RURAL — Benedito de Almeida pagou pelos serviços que até agora não foram executados


Revoltado, o agricultor Benedito de Almeida quer o dinheiro pago pela solicitação de volta
O agricultor Benedito de Almeida se diz decepcionado com a atuação da administração em área rural de Santa Cruz. Há dois meses, ele solicitou os trabalhos de um trator da Companhia de Desenvolvimento Santacruzense na estância São João, localizada nas proximidades do Chapadão do Suco, e até agora não teria sido atendido. Após pagar pelos serviços da “Patrulha Agrícola”, os trabalhos não foram executados e o agricultor ainda não plantou o milho.
Sem maquinário agrícola, Almeida pagou, no dia 30 de outubro deste ano, a quantia de R$ 36 para um tratorista gradear sua terra pelo período de três horas de serviço. A taxa é exigida pela Secretaria da Agricultura. Na mesma ocasião, foi pago, no posto Confiança, o valor referente a 51 litros de óleo diesel, a serem usados para abastecer o trator. O abastecimento seria feito no posto Confiança 2. Uma fonte do posto tinha o registro da nota e disse que provavelmente o trator ainda não teria sido abastecido na unidade.
“Fui humilhado. Paguei tudo e não foram fazer o serviço”, lamentou Benedito. O produtor disse que o serviço corresponde à área de apenas três quartos da propriedade e ele agora quer a devolução do dinheiro. “Ninguém aparece para me responder. Estou com a requisição que pediram para fazer o serviço. Não tem jeito de plantar mais nada, já passou do tempo. Quero só o meu dinheiro e rever o prejuízo que tive”, indignou-se.
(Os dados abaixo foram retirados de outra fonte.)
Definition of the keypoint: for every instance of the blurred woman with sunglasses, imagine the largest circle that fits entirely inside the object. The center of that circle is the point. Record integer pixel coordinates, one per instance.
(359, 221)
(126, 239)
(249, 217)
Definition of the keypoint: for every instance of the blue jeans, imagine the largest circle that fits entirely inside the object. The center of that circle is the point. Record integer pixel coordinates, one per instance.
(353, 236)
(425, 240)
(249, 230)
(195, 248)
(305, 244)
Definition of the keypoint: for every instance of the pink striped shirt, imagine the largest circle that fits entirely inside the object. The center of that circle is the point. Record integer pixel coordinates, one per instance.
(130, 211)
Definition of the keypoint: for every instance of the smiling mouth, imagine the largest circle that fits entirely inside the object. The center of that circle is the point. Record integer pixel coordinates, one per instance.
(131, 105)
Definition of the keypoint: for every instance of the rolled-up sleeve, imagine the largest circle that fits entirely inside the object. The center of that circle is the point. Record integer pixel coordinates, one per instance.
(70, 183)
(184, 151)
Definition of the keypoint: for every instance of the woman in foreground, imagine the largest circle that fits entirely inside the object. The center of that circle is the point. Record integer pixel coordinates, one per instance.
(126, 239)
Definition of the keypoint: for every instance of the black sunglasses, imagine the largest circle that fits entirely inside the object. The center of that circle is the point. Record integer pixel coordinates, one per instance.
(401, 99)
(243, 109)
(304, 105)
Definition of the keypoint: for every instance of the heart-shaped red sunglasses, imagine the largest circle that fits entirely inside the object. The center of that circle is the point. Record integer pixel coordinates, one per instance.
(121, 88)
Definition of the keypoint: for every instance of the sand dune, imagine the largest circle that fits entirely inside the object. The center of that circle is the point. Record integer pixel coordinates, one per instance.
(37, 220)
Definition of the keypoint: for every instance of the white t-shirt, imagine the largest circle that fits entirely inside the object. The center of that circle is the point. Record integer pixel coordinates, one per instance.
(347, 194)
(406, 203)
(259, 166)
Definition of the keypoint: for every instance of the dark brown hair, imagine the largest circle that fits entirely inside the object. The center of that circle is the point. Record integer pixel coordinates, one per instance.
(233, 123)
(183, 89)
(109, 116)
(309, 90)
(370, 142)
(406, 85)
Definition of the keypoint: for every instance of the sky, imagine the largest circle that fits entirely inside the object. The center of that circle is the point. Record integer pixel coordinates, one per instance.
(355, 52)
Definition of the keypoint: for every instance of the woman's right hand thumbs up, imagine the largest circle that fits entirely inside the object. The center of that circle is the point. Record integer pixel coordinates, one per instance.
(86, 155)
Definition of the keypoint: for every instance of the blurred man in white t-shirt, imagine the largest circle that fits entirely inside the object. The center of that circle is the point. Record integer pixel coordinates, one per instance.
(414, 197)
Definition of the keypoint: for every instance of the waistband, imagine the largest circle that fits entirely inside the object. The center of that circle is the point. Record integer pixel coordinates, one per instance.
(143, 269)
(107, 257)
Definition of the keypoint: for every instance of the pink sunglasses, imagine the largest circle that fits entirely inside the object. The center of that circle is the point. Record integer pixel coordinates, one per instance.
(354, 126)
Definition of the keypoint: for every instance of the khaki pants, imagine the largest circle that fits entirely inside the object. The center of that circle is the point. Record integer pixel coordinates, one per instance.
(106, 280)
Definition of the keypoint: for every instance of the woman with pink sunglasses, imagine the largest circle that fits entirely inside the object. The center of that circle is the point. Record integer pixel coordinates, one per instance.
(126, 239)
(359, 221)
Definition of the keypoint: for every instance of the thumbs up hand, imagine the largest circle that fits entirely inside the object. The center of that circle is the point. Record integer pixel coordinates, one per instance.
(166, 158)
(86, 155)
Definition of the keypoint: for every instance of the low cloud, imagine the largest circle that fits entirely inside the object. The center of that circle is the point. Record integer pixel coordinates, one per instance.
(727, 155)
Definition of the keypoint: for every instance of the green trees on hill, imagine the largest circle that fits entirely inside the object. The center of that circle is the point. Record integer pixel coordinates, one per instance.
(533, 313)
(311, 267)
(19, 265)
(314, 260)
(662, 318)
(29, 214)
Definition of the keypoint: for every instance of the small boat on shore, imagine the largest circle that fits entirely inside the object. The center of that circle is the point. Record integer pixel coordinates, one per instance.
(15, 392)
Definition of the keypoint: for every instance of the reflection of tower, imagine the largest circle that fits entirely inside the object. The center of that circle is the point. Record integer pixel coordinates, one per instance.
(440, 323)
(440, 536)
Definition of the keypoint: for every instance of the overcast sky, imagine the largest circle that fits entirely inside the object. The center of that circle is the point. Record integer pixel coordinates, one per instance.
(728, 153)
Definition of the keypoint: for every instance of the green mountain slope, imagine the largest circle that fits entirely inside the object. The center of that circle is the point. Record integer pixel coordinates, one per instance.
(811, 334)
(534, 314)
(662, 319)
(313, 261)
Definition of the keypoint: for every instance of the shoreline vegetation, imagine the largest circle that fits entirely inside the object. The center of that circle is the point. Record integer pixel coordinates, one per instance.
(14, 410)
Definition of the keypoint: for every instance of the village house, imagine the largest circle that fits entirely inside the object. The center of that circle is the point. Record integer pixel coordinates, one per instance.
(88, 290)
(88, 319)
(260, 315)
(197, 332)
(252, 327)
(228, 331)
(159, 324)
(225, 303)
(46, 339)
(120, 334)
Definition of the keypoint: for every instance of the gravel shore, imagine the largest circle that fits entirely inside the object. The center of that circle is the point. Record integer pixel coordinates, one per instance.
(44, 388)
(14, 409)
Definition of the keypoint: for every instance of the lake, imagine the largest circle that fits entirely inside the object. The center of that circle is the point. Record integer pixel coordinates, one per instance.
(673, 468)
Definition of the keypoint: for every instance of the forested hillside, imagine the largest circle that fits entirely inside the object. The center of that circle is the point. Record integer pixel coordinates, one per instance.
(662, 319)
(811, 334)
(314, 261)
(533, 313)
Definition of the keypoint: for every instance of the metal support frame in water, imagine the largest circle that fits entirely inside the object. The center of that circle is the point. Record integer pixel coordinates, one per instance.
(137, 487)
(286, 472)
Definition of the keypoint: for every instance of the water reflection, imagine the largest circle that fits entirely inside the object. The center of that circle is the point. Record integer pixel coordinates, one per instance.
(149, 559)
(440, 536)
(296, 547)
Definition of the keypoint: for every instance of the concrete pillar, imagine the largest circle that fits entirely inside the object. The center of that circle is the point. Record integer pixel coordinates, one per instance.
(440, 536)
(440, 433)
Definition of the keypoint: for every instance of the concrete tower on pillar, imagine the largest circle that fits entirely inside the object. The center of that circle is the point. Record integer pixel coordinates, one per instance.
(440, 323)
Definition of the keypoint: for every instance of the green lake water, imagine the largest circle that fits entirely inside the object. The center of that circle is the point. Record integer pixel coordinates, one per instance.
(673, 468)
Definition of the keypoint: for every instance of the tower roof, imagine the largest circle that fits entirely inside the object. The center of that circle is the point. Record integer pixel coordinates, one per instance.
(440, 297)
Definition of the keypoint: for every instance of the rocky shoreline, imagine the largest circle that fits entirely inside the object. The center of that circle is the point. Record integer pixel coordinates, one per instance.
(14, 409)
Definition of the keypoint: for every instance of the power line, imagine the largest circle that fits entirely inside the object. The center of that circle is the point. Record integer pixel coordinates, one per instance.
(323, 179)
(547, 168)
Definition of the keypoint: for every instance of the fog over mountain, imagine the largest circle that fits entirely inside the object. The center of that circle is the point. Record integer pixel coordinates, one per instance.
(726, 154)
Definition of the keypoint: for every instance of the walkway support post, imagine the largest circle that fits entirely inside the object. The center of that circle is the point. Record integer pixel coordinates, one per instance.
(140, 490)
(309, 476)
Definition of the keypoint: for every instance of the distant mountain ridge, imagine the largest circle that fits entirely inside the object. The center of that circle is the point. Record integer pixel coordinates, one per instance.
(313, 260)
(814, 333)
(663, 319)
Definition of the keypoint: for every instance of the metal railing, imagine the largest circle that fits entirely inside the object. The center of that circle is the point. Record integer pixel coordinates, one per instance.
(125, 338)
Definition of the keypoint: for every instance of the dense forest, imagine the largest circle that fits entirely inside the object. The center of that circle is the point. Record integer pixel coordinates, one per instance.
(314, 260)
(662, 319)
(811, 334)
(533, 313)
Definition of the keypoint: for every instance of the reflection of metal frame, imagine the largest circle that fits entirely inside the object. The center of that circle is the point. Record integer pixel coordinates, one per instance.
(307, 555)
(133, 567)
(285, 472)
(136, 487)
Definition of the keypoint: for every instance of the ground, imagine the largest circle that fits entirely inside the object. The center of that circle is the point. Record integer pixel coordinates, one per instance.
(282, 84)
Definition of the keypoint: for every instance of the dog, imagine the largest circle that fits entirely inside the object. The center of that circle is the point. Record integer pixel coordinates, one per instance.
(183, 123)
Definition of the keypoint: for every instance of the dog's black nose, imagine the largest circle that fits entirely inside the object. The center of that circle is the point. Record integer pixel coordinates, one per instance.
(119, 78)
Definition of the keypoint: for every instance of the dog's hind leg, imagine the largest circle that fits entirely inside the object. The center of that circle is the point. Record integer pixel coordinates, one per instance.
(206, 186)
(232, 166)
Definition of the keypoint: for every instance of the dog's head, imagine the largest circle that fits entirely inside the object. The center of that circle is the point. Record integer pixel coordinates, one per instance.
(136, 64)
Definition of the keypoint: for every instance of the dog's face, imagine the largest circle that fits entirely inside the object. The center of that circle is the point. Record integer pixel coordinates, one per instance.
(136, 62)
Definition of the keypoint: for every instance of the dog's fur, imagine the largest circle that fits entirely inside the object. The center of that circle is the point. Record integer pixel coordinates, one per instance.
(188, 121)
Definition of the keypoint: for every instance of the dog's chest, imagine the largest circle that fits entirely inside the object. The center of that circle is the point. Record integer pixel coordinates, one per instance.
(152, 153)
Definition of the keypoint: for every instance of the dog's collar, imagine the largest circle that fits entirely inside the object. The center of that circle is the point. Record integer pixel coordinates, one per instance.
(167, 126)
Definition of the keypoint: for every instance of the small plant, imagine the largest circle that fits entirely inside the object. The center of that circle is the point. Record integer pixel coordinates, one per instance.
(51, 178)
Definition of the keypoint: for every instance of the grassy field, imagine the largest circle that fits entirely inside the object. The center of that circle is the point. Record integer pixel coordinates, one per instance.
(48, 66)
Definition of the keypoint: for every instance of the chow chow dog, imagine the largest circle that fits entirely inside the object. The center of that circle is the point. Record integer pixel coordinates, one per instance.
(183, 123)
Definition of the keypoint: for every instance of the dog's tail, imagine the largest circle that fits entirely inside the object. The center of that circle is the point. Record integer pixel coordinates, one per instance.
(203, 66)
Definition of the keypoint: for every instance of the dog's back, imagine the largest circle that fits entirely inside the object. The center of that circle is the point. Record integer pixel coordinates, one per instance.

Ele pretende chamar um tratorista particular. A propriedade fica a três quilômetros de Santa Cruz.

Outro lado — O tratorista João César de Oliveira explicou que Benedito de Almeida tem uma área de pastagem e não informou à Secretaria de Agricultura sobre a retirada de gado da propriedade. “Ele ficou de avisar quando retirasse o gado, mas não fez isso”, explica.
De acordo com o tratorista, existe grande demanda para a realização de trabalhos rurais no município, mas faltou o retorno do proprietário para a execução da benfeitoria. Ainda segundo Oliveira, Almeida não perdeu a oportunidade de plantar o milho. “O plantio vai até março”, disse.
Sobre a demora, o tratorista explicou que geralmente a realização dos serviços de Patrulha Agrícola ocorre dentro de uma semana ou dez dias. Ele ainda afirmou que o dinheiro pago pelo agricultor pode ser devolvido. “A prefeitura faz um documento e devolve o dinheiro a ele. Mas o serviço ainda pode ser feito”, explicou.